Les Ding orientaux ont accueilli le christianisme sans heurts, faisant preuve de grande hospitalité et de générosité, partageant, non seulement avec les Occidentaux, nourriture, logement et produits de la cueillette, mais aussi avec beaucoup d'ethnies congolaises et africaines. Ainsi se sont-ils montrés bienveillants aux personnes d'origine étrangère. Ils ont joué le rôle de protecteur de la vie de ces dernières par certains fétiches. Chez les Ding orientaux les étrangers étaient préservés de la mort.

Au-delà de leurs effets positifs de l'ouverture des Ding orientaux au monde et de leur apprentissage de la charité, l'imbrication de la colonisation et du christianisme a eu des conséquences néfastes. Le christianisme a également imposé la monogamie, s’opposant vigoureusement à la polygamie régnante, à la sorcellerie et au culte des ancêtres. Il a même empêché l'usage du fétiche protecteur, alors que, porteur de la vie, il était objet de la bienveillance de fétiches protecteurs et de leurs garants. Pour les Ding orientaux, la suppression, par le christianisme et la colonisation, de ce qui leur donnait santé, vie, est perçue comme une contradiction intrinsèque flagrante par rapport à leurs objectifs propres. Ainsi qualifient-ils, par exemple, la colonisation d'être une punition sévère, mieux un esclavage :

‘« C'était de la servitude. » Le colonialiste est concrètement considéré comme assaillant, et ses méthodes « n'ont pas également été bonnes sur le plan social, politique dans la mesure où cela était plus avantageux aux colons qu'aux peuples congolais en général et aux peuples Ding en particulier » (EC). ’

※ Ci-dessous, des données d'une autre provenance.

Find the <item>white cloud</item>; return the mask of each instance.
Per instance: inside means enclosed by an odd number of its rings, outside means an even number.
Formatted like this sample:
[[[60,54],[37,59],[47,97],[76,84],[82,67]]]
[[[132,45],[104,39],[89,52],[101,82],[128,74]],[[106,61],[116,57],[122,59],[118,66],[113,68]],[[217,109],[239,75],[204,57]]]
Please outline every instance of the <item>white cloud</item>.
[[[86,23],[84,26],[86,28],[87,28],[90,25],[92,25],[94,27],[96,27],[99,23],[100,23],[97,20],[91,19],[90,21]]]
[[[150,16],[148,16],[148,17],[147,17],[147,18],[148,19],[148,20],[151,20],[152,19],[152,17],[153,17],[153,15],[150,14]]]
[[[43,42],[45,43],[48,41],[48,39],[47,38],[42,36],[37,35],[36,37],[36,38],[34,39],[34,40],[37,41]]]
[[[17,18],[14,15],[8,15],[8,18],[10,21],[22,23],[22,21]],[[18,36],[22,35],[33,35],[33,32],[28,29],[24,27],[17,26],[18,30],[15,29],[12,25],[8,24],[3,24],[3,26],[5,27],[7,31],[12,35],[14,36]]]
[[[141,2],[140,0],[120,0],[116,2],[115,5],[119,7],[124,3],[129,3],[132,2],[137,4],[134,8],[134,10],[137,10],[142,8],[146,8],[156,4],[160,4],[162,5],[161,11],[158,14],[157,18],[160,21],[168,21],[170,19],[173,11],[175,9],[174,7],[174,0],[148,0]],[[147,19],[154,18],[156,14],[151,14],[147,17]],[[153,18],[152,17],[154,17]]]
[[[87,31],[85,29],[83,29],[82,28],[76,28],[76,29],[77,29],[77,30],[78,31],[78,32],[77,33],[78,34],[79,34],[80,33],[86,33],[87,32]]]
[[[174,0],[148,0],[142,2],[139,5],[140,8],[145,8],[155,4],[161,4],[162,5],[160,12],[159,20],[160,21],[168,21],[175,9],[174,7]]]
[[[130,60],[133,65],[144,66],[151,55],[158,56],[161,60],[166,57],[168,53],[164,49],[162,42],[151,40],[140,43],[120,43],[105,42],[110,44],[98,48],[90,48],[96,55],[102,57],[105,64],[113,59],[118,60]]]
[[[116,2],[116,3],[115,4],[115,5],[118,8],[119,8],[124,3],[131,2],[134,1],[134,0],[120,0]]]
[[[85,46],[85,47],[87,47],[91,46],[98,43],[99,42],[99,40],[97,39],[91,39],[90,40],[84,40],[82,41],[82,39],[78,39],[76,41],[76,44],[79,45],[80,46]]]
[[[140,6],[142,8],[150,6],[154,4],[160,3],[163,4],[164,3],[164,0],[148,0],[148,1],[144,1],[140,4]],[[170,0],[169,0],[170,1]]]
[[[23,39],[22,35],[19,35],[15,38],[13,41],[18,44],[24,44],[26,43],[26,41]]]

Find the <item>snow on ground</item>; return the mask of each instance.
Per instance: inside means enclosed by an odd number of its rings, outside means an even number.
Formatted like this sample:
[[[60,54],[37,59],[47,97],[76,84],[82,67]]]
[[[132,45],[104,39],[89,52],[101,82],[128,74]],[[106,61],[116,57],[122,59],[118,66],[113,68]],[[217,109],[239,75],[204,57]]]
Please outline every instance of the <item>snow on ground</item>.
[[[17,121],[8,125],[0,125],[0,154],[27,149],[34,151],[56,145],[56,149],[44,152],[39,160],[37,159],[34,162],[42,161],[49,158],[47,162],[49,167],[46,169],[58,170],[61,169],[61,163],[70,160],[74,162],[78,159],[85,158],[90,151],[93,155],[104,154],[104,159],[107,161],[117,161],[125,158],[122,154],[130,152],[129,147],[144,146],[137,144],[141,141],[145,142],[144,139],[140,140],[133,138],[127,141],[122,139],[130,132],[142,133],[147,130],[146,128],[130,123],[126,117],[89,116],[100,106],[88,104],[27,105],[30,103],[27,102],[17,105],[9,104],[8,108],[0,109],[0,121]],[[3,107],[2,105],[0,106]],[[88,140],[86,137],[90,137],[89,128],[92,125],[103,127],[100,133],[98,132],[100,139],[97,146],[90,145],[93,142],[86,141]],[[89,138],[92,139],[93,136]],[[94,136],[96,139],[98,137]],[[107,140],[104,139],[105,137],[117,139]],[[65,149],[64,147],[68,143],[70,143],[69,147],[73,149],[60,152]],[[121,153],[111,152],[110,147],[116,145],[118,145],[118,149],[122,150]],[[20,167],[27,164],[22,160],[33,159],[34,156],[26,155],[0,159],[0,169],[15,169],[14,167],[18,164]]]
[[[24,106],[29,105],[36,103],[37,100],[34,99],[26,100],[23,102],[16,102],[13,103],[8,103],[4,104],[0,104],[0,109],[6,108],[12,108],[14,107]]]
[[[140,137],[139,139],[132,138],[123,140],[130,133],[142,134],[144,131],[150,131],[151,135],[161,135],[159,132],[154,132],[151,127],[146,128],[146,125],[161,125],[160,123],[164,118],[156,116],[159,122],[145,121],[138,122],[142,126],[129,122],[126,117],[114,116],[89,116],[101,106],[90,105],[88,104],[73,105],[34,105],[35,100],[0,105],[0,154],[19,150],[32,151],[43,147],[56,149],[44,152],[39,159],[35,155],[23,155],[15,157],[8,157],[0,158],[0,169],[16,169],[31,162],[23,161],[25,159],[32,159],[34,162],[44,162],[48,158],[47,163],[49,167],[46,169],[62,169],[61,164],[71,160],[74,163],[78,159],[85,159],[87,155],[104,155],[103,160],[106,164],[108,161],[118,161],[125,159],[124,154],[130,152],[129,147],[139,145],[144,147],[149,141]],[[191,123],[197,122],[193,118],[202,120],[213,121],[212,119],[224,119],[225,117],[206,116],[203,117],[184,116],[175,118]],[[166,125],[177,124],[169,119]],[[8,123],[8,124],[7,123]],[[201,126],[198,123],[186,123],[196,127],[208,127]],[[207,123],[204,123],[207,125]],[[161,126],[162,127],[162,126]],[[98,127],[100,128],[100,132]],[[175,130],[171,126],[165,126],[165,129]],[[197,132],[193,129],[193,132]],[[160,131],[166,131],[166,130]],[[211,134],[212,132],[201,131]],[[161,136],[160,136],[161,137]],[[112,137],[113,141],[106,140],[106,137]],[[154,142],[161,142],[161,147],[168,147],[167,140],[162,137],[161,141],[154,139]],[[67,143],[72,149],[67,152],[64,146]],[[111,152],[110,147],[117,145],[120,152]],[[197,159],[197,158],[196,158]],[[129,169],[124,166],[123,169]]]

De fait, l'application du message évangélique et de valeurs occidentales de technologie, d'économie, d'argent, de gestion, de rationalisme et de commerce les a transformés : ils connaissent l'individualisme et la pauvreté sociale, matérielle et anthropologique. Par la suppression du troc pouvant leur permettre la rencontre de personnes et l'échange, et son remplacement par le commerce et l'argent, ces peuples semblent perdre les valeurs ancestrales de solidarité et d'amitié. Ils connaissent la destruction de l'environnement, de la faune et la flore. Tout cela les enracine dans leur propre culture. Dans ce sens, le christianisme fut perçu donc, chez ces populations, comme un vecteur de contre-valeurs : l'enfermement et l'individualisme. Cette série de contradictions portent en elles-mêmes des points de discontinuité-continuité importants : la consolidation de nouvelles cultures et la formation d'une nouvelle société :

‘« La colonisation a apporté le métissage de races, de cultures dans des villages, des cités surtout. On pourrait, à ce sujet, dire que certaines cultures émergent sur d'autres. » (EC).’
Notes
298.

Chez les Ding orientaux, ékong était aussi un fétiche protecteur fait de la mixture de cheveux et d’ongles d’un défunt, que l’on dépose dans une casserole nécessaire pour détecter celui qui a jeté le sort. Pratiquer ce fétiche signifie tuer symboliquement quelqu’un (le présumé coupable d’un vol, d’un meurtre, ou d’une pratique morale ou sociale contre-indiquée) avec une matière pointue (une flèche, un couteau) visée dans un vase contenant de l’eau où l’on voit la personne. On pouvait aller voir une personne réputée dans l’exécution d’ékong ou on pouvait se faire procurer ce fétiche que l’on déposait soi-même là où l’on voulait de la protection (un champ, une maison, des arbres fruitiers, par exemple contre du vol).